US Plans to Limit Green Cards Based on Country-Specific Factors

Key Takeaways

  • Trump administration drafting rule to treat country of origin as “significant negative factor” for green cards and immigration approvals
  • Policy would affect applicants from 12 travel-ban countries and 7 others with partial restrictions
  • New screening approach could impact legal residents who arrived before travel bans

The Trump administration is drafting a new immigration rule that could significantly restrict green card approvals for applicants from travel-ban countries. Internal documents reveal immigration officers may soon treat a person’s country of origin as a “significant negative factor” in decisions.

How the New Immigration Rule Would Work

While still being finalized, the policy would use President Trump’s existing travel ban to categorize applications for green cards, asylum, and parole. Only citizenship applications would remain unaffected by this change.

The rule builds on the June travel ban affecting 12 countries: Afghanistan, Chad, Republic of Congo, Equatorial Guinea, Eritrea, Haiti, Iran, Libya, Myanmar, Somalia, Sudan, and Yemen.

Seven additional countries face partial restrictions: Burundi, Cuba, Laos, Sierra Leone, Togo, Turkmenistan, and Venezuela. Citizens from these nations cannot move to the US permanently or obtain certain visas.

Some exceptions apply, including valid visa holders, green card holders, athletes for the 2026 World Cup or 2028 Olympics, and Afghans under the Special Immigrant Visa program.

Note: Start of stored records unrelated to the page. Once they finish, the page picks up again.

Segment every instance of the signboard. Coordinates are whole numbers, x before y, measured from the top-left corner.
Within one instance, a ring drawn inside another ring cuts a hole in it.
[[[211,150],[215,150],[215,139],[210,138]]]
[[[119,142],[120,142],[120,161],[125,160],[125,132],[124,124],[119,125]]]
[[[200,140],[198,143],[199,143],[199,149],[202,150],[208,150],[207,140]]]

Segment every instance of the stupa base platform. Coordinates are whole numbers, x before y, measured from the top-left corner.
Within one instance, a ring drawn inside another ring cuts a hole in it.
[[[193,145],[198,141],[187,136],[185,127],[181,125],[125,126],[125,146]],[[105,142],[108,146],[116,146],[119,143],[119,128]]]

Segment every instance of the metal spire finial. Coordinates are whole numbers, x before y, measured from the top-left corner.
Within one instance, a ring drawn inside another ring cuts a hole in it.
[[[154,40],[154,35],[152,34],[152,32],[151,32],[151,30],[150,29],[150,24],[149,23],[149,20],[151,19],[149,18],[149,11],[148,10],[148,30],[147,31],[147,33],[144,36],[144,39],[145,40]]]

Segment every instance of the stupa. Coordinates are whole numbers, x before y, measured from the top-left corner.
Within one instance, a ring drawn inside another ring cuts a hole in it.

Security Concerns Driving the Changes

The administration argues the restrictions address security vulnerabilities. According to draft documents, some countries don’t share sufficient information for proper security checks, while others lack robust passport or identity document systems.

USCIS reports struggling to verify documents from these nations, prompting the proposed policy change.

President Trump defended the measures following a recent terror attack, stating that people from certain countries might overstay visas and become security risks.

Potential Impact on Legal Immigration

This development follows the administration’s announcement of the lowest refugee-admission numbers in years. The New York Times reported that thousands of refugees escaping violence were denied entry while spots were reserved mostly for white Afrikaner South Africans.

The proposed rule would affect people already living legally in the United States, including those who arrived years before the travel ban.

Increased Screening and Expert Concerns

USCIS has intensified social-media screening, completing over 12,500 checks in the 2025 fiscal year.

Michael Valverde, a former USCIS official with over two decades of experience, expressed concern about the new approach. “The agency has always dealt with documents from countries with weak systems,” he noted, “but treating these documents as a negative factor is new, and could end up acting like a quiet ban.”

Valverde told the New York Times: “It will show over time whether people can overcome this negative mark or whether this becomes a hidden ban for people from those countries.”